To understand what is going on during evaluation of tests we trace argument evaluation by a printout to the console.
object CallByName extends CBN {
type Thunk = (Exp,Env)
def delay(e: Exp, env: Env) = (e,env)
def force(t: Thunk) = {
println("Forcing evaluation of expression: "+t._1)
eval(t._1,t._2)
}
}
assert(CallByName.eval(test, CallByName.Env(Map.empty)) == CallByName.NumV(12))
Call-by-need
Call-by-name is rather wasteful: If an argument is used n times in the body, the argument expression is re-evaluated n-times. For instance, in
val cbntest = wth('double, Fun('x, Add('x,'x)),
App('double, Add(2,3)))
the sum of 2 and 3 is computed twice. If the argument is passed again to another function, this may lead to an exponential blow-up.
Example:
val blowup = wth('a, Fun('x, Add('x,'x)),
wth('b, Fun('x, Add(App('a,'x), App('a,'x))),
wth('c, Fun('x, Add(App('b,'x), App('b,'x))),
wth('d, Fun('x, Add(App('c,'x), App('c,'x))),
wth('e, Fun('x, Add(App('d,'x), App('d,'x))),
wth('f, Fun('x, Add(App('e,'x), App('e,'x))),
App('f, Add(2,3))))))))
Can we do better? Yes, by caching the value when the argument expression is evaluated for the first time. This evaluation strategy is called call-by-need.
Caching is easy to implement in Scala:
object CallByNeed extends CBN {
case class MemoThunk(e: Exp, env: Env) {
var cache: Value = null
}
type Thunk = MemoThunk
def delay(e: Exp, env: Env) = MemoThunk(e,env)
def force(t: Thunk) = {
if (t.cache == null) {
println("Forcing evaluation of expression: "+t.e)

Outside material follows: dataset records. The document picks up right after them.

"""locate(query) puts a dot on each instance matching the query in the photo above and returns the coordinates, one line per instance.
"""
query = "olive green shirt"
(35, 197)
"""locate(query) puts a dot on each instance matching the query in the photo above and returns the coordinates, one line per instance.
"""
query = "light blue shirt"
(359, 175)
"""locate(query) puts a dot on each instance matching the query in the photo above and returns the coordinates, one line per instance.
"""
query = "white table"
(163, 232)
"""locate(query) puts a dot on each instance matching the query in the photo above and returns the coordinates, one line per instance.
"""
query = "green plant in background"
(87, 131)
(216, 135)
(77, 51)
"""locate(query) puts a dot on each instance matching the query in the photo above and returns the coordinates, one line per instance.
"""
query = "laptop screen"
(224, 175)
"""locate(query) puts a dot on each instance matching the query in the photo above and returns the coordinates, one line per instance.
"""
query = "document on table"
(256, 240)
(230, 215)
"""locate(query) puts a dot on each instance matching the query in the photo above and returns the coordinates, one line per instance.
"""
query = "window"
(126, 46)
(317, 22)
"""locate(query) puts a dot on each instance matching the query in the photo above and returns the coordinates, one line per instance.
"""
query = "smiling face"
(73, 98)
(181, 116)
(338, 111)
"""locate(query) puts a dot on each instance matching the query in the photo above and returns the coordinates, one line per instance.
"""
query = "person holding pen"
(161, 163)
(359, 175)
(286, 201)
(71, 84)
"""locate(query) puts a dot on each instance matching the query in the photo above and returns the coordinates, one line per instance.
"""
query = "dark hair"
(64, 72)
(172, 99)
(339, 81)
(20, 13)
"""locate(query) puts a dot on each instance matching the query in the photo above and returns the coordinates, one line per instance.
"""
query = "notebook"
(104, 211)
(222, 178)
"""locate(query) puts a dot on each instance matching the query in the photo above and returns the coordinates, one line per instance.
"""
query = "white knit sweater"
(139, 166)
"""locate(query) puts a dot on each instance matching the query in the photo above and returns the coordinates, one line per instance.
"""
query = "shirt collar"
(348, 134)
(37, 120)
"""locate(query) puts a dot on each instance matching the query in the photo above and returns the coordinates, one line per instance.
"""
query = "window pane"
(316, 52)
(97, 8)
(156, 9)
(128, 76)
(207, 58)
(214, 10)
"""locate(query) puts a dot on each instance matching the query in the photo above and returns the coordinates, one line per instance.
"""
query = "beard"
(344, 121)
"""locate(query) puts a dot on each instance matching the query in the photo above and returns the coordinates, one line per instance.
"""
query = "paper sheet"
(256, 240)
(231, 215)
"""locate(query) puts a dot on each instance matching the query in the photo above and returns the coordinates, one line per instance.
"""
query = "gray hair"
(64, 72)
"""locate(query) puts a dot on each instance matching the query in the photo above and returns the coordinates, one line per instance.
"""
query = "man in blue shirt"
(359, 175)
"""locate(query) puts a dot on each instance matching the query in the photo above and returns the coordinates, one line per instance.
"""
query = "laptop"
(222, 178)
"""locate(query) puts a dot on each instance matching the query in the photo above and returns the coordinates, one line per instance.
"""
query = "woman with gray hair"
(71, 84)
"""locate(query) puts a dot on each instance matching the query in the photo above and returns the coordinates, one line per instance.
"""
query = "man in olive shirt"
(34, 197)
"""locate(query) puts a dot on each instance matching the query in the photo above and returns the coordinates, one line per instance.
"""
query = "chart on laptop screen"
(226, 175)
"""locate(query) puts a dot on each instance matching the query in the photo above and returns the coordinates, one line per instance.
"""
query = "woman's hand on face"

t.cache = eval(t.e, t.env)
} else println ("Reusing cached value "+t.cache+" for expression "+t.e)
t.cache
}
}
For instance, compare call-by-need and call-by-name in cbntest or blowup.
However, the meta-language (i.e., the subset of Scala features) used in the interpreter has become more complicated: Since we are using mutation, the order of evaluation and aliasing of object references becomes important. Luckily, call-by-need agrees with call-by-name with regard to produced values and termination behavior, hence it is usually not necessary to reason about programs with the call-by-need semantics. If, however, one wants to reason about the performance of a program in a call-by-need setting, one has to take these additional complications into account. In practice, it is even worse, since languages like Haskell perform additional optimizations that, for instance, switch to call-by-value if an analysis can determine that an argument will definitely be used (lookup “strictness analysis”).
Topics for class discussion: – Is it a good idea to mix a language with implicit mutation (such as Java, Scala, C++, Python, …) with lazy evaluation? – How can one simulate lazy evaluation in an eager language? Basic idea: ‘Lambda’ as evaluation firewall.